NZTA says it needs $130m to stop failure of ageing technology system
The Transport Agency has told the government it needs $130 million just to stop its old technology systems from failing, let alone build new systems.
A briefing to the Transport Minister released to RNZ shows $48m is needed this year, $63m next year, and a further $16m the year after.
"Recent events have demonstrated the risk of technology failure," the December 2019 briefing stated.
What those events were is blanked out, with the Minister of Transport Phil Twyford citing the need to protect the country's security as one reason for that.
"The Transport Agency's technology portfolio ... has been under-invested in for several years," the briefing said, with money put into new applications at the expense of maintaining "core systems".
"There is a real risk that if any of our technology systems fail, they may not be recoverable for ... weeks or longer, and the Transport Agency does not have alternative systems in place."
The gap was widening between what it could do and what was expected of it, and the remediation programme on its own would not be enough, the briefing said.
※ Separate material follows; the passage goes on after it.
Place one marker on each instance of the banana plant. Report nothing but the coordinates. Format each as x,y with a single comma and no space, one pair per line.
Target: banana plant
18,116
It also needed a "revitalisation" programme and had already identified more than 50 initiatives under that - but could not say what all this would cost.
"Both programmes are necessary to mitigate the risks we face today and deliver the performance," the briefing stated.
The agency committed a series of technology blunders in recent years through its now-disbanded Connected Journeys unit, which did not follow proper public sector controls, but was not reined in until outside auditors were brought in.
The agency told Twyford for its new technology spending, it would use a single governance group with some independent members on it, along with "independent quality assurance and other review activities".
The agency told Twyford it expected to have its rebuild programme mapped out early this year. It was getting advice from IRD and other agencies that had undertaken IT overhauls.
The briefing was blanked out where it listed the key remediation and revitalisation projects.